Le cul entre les deux chaises

An American Spaniard in France or: How I Learned to Make an Ass of Myself in Three Cultures


Giant condoms on the radio

A recent discovery is France Inter‘s “La séquence du consommateur” which is a short consumer news segment that airs on the radio and is then sent out as a podcast. It’s almost tailor-made for me since it features kinda silly business news, often from or about the US since no one does silly like Americans.

Part of the appeal is the vocabulary and language usage as well as the French perspective on things. Last week, the presenter introduced the reporter who began by saying something like, “You know when you walk into those big American stores and you see the huge condoms and you think, ‘That’s so nice of them to provide one,'” and the host assents and then the reporter went on to talk about how the stores aren’t being nice, they’re protecting themselves from litigation… but if you’re like me, you’re still stuck on the huge condom bit.

She clearly said “préservatifs géantes” which I was certain I had translated correctly, but it turns out that what she was referring to was those umbrella bags that magically appear when it’s raining.
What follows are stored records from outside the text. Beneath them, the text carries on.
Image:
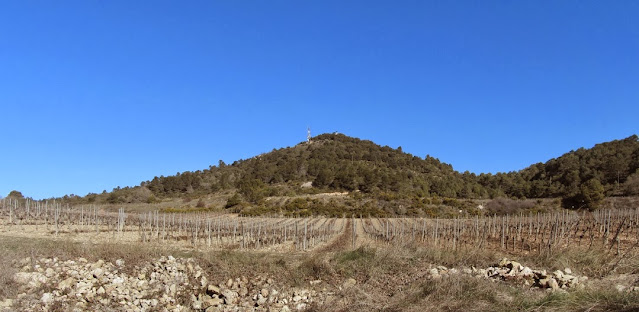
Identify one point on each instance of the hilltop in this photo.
(384, 180)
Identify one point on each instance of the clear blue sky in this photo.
(99, 94)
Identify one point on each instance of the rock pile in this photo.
(512, 270)
(166, 284)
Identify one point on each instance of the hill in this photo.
(386, 180)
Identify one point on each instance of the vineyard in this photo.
(616, 230)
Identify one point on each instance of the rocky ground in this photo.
(180, 284)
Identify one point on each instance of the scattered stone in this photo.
(349, 283)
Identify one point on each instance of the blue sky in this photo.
(99, 94)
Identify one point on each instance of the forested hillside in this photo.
(338, 163)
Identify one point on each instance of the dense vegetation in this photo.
(380, 175)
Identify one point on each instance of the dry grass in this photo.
(389, 278)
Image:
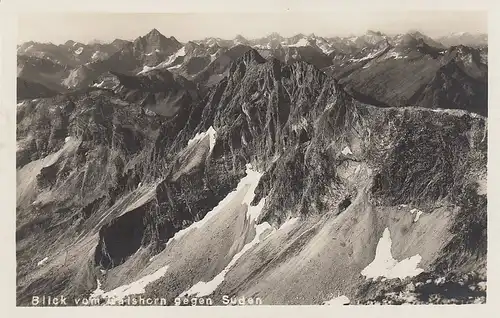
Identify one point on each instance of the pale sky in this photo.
(84, 27)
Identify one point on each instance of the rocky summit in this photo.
(276, 171)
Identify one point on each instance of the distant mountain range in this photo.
(287, 171)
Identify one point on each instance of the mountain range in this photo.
(292, 171)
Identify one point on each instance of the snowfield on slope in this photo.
(251, 180)
(384, 265)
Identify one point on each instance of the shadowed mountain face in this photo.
(257, 177)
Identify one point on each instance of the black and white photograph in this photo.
(246, 159)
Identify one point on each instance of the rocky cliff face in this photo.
(274, 183)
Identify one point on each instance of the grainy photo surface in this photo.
(203, 160)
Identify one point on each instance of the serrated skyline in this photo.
(58, 28)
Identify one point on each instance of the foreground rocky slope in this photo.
(275, 184)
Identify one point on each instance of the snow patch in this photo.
(384, 265)
(135, 288)
(98, 85)
(146, 69)
(369, 56)
(301, 42)
(252, 180)
(288, 223)
(96, 54)
(341, 300)
(418, 214)
(202, 289)
(394, 55)
(42, 261)
(210, 132)
(346, 151)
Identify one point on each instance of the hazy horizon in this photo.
(87, 27)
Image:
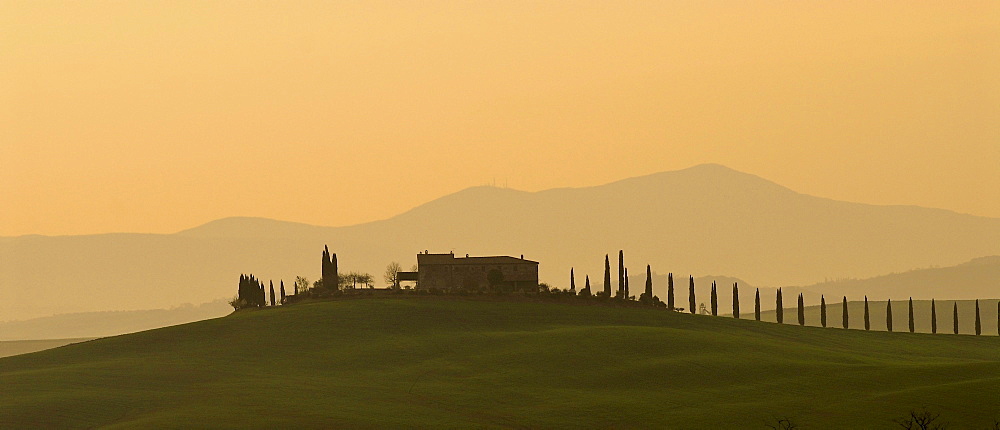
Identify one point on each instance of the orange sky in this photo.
(159, 116)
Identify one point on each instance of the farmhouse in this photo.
(446, 272)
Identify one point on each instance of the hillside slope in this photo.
(451, 363)
(703, 220)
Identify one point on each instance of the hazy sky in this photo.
(159, 116)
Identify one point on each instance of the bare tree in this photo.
(365, 278)
(391, 276)
(920, 420)
(783, 423)
(301, 284)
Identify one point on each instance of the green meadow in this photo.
(440, 362)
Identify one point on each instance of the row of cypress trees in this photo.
(251, 293)
(647, 296)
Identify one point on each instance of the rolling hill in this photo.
(447, 362)
(707, 219)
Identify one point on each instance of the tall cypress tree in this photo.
(715, 301)
(670, 292)
(956, 317)
(691, 299)
(822, 310)
(846, 315)
(888, 315)
(607, 276)
(626, 284)
(868, 321)
(273, 299)
(802, 311)
(979, 327)
(621, 273)
(756, 305)
(911, 315)
(779, 309)
(933, 317)
(649, 284)
(736, 301)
The idea is that you feed your wet and closed umbrella into a kind of long sleeve with a closed-off end to prevent it from dripping all over the floor as you make your way through the mall or the department store or wherever. Which, when described like this, is kind of like a condom, but giant-sized.
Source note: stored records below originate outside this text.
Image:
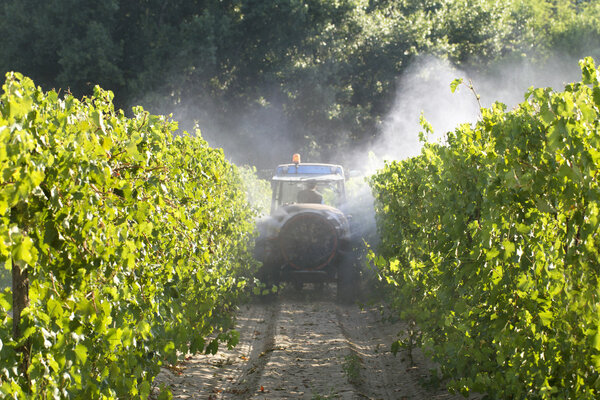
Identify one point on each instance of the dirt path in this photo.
(304, 345)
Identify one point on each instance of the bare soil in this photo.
(304, 345)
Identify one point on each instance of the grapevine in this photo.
(130, 240)
(490, 244)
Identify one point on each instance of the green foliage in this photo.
(135, 240)
(320, 75)
(490, 244)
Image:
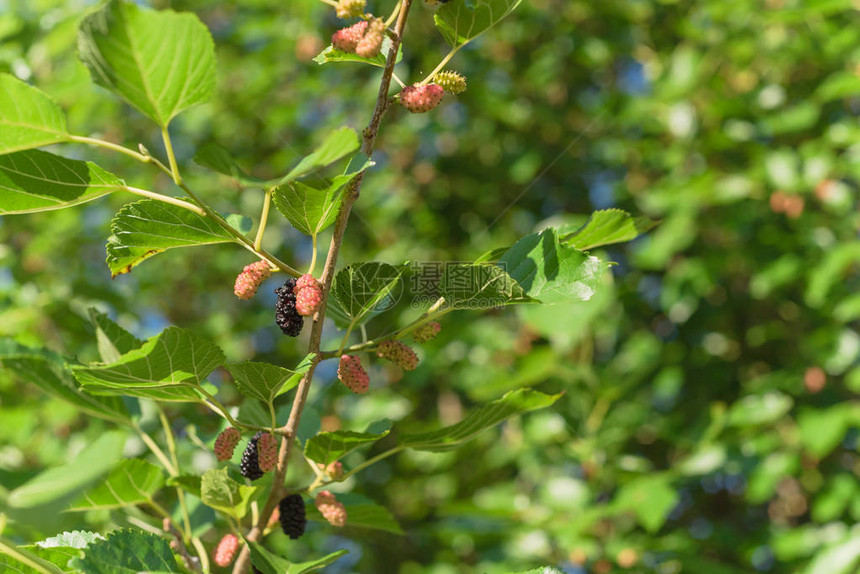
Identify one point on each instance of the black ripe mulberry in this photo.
(286, 316)
(250, 465)
(292, 515)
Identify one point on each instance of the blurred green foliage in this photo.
(710, 421)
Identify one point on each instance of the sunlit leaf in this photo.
(159, 62)
(34, 180)
(149, 227)
(480, 419)
(168, 367)
(28, 117)
(132, 482)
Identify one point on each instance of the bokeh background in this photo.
(710, 417)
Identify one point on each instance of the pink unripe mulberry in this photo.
(370, 45)
(250, 279)
(330, 508)
(226, 550)
(226, 443)
(419, 99)
(426, 332)
(398, 353)
(346, 39)
(308, 293)
(267, 451)
(352, 374)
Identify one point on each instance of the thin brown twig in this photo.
(178, 546)
(350, 197)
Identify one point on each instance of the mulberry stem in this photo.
(171, 157)
(350, 196)
(264, 219)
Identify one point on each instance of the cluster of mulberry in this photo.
(226, 550)
(363, 38)
(426, 332)
(250, 279)
(292, 515)
(419, 99)
(451, 81)
(226, 443)
(286, 316)
(330, 508)
(250, 465)
(398, 353)
(350, 8)
(334, 470)
(352, 374)
(308, 295)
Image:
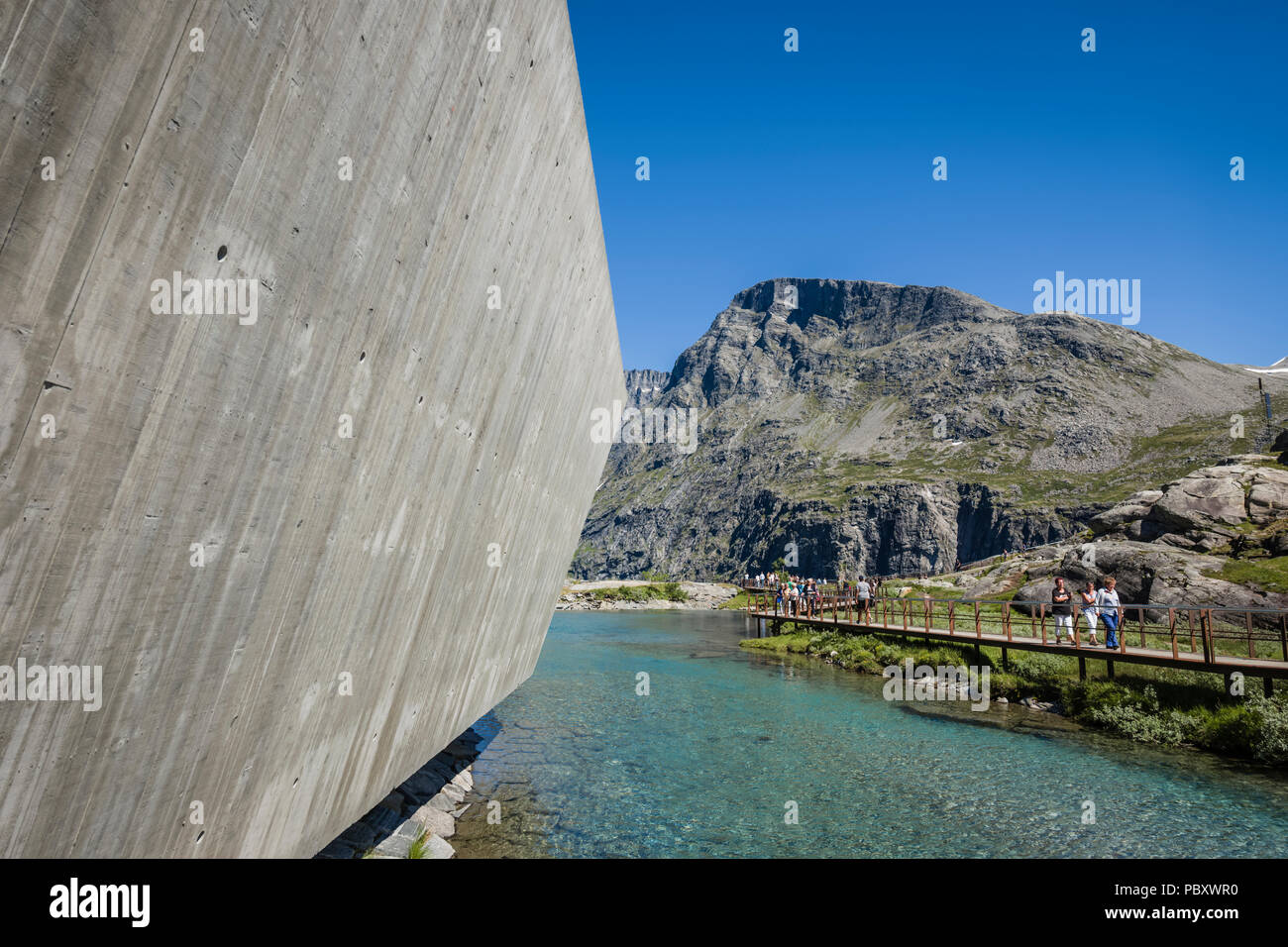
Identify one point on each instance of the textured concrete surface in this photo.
(323, 556)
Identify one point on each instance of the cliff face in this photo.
(644, 385)
(893, 429)
(309, 544)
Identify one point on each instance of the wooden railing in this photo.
(1186, 631)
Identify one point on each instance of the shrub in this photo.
(1232, 729)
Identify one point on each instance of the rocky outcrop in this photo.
(644, 385)
(863, 427)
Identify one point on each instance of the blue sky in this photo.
(1113, 163)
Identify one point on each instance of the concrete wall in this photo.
(323, 556)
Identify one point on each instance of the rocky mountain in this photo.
(644, 385)
(863, 427)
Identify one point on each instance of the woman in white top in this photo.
(1089, 608)
(1107, 605)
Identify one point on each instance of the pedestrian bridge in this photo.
(1198, 638)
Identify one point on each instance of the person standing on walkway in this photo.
(864, 590)
(1107, 605)
(1089, 608)
(1061, 607)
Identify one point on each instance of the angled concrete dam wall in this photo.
(366, 474)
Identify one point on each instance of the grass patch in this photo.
(420, 848)
(653, 591)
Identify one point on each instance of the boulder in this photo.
(1202, 499)
(1133, 508)
(1267, 499)
(436, 819)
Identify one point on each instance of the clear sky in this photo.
(1113, 163)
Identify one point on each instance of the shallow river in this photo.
(712, 758)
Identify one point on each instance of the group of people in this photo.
(1096, 605)
(802, 598)
(798, 596)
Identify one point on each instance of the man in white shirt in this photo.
(1107, 607)
(864, 592)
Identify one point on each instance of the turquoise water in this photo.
(706, 763)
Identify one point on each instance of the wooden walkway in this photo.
(1222, 641)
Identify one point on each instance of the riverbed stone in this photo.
(438, 848)
(437, 821)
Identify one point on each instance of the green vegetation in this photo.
(669, 591)
(419, 848)
(1150, 705)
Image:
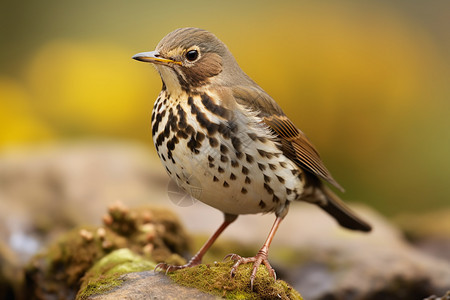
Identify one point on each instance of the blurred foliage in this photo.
(367, 81)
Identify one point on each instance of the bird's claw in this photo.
(256, 260)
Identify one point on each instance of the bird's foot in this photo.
(260, 257)
(171, 268)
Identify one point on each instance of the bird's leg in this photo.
(197, 258)
(260, 257)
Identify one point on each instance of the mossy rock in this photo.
(215, 279)
(154, 233)
(107, 273)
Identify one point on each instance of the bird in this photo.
(216, 128)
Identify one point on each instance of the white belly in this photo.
(252, 178)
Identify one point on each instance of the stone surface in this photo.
(151, 286)
(45, 192)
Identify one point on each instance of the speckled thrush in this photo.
(213, 125)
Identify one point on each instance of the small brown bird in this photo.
(213, 125)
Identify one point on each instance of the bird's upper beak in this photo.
(155, 58)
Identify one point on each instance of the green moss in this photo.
(106, 273)
(215, 279)
(154, 233)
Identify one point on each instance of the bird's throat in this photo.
(171, 81)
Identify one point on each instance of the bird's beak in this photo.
(155, 58)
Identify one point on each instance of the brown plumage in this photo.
(213, 123)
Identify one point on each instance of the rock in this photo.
(210, 282)
(47, 191)
(151, 286)
(445, 297)
(154, 233)
(323, 261)
(107, 273)
(10, 273)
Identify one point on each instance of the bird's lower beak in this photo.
(155, 58)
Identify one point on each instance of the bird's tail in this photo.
(341, 212)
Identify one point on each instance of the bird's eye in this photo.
(192, 55)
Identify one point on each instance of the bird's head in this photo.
(191, 58)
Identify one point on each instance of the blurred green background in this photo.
(367, 81)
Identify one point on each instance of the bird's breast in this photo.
(226, 159)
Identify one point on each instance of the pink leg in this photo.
(197, 258)
(260, 257)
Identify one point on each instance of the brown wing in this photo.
(298, 148)
(294, 142)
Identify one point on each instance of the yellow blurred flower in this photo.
(90, 88)
(18, 122)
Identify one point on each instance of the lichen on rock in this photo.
(154, 233)
(216, 279)
(106, 273)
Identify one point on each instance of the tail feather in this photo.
(342, 213)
The point of the report was to discuss the general state of American litigation where everyone sues everyone for everything. She cited the 1994 case of the woman who sued McDonald’s because her coffee was too hot as an example of how the US courts allow people to take advantage of the system and she and the presenter tut-tutted about how Americans are clearly too dumb to take care of themselves. This reminded me of an anecdote I read in a book about moving to France from the US: the wife of an executive is being taken around to look at apartments. The woman tells the agent that this place won’t do as the windows don’t have screens and she has children. The agent is confused by the non sequitur but tells the woman that she won’t find screens on any windows in any apartment. “How do you keep the children from falling out the window?” asks the American. “You tell them not to jump,” replies the Frenchie.